I saw that in Zoe’s mom. I know the feeling she was experiencing on that witness stand. I relived my own powerlessness. From 2006 until 2011, I lived everyday terrified that someone was going to find out just how sick I really was and rip my children away from me. In January of this year, I will celebrate my 7th year clean and sober. I will celebrate my release from slavery. I will celebrate my redemption. I will do it in a room full of people who picked me up out of the pit of despair and loved me until I could love myself.
Tonight, I sit in a warm home with three healthy kids and a husband who loves me. Christmas is covered and our annual traditions are planned and will be carried out. I know what will happen tomorrow and the day after that and the day after that.
But I also sit tonight with the memory of what it means to be Zoe’s mom. I sit with the burn of what it would have been like if I couldn’t have found the grace offered to me by people; the grace to get better. So, I am writing for all the moms and dads out there who are still spinning out from their own trauma and perhaps dragging their kids through the cycle. On the merry-go-round and you do not know how to get off.

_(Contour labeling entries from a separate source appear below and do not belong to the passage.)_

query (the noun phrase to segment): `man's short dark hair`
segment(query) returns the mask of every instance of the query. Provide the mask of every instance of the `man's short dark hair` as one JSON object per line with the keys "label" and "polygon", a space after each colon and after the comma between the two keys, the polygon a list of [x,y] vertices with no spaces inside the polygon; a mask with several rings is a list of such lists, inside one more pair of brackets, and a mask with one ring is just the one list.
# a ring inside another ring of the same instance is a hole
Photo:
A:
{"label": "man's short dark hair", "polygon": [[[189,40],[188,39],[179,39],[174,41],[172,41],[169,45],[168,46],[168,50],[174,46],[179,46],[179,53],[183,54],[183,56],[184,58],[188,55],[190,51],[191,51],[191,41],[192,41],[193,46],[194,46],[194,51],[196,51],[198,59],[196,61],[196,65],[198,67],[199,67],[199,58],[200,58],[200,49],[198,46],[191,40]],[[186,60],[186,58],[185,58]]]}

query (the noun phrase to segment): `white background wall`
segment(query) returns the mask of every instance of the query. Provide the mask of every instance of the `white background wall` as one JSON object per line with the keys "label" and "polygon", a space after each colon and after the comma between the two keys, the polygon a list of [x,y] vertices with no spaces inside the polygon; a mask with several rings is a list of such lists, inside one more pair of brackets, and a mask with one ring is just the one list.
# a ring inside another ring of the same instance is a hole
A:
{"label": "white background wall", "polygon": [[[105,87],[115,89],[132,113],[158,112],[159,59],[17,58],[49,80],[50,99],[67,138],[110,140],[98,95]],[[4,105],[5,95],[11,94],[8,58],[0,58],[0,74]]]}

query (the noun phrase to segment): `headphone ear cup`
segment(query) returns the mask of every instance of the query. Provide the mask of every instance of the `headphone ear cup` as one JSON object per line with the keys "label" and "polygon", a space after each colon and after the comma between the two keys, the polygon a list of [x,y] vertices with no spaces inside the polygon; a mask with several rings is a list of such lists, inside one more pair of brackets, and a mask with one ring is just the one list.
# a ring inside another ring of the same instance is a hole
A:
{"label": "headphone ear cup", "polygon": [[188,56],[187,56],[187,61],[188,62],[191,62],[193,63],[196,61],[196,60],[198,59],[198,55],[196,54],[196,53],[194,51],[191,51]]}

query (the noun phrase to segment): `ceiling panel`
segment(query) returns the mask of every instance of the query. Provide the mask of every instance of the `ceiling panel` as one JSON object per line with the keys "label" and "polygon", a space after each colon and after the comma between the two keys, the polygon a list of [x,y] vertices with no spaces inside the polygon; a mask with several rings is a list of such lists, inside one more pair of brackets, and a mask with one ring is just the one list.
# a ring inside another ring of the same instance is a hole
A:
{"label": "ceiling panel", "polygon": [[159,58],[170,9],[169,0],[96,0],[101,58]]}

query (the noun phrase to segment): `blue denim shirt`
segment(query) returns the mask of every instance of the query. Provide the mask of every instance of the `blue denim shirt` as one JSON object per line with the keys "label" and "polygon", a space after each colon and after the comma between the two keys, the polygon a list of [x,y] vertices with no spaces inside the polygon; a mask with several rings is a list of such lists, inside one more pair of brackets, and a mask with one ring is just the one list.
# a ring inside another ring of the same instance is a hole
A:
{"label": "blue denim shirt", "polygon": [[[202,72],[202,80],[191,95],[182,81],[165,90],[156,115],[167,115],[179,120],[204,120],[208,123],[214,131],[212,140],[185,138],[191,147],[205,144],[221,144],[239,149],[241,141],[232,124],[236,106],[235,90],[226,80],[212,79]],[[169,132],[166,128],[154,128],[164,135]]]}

I want you to know that I see you. I see you in the film Removed. I see you in Zoe’s mom. I see you out in front of the school picking up your kids. I see you walking to the Kwik Shop for milk. I see you. I do not judge you. I love you.
I want you to know that the only way I can repay the world for giving me the life I have now is to continue to fight for you. To relentlessly create a world where all of the moms like Zoe’s and like me have an opportunity to be met with love and grace and mercy. Have an opportunity to not be thrown away but to be saved.
There is a way out. And it doesn’t start with you being punished or discarded to teach you to do something different.
It begins with your community realizing that you are stuck. That you are powerless and that it is likely that you will not make it without our help. Our love, our support. Not our disdain. Not our consequences. You need love and resilience that is built through safe, supportive, and understanding relationships. You are not the enemy. You are just a Zoe that grew up. I will keep you close to my heart. For me, you will not be “removed.” You will be redeemed.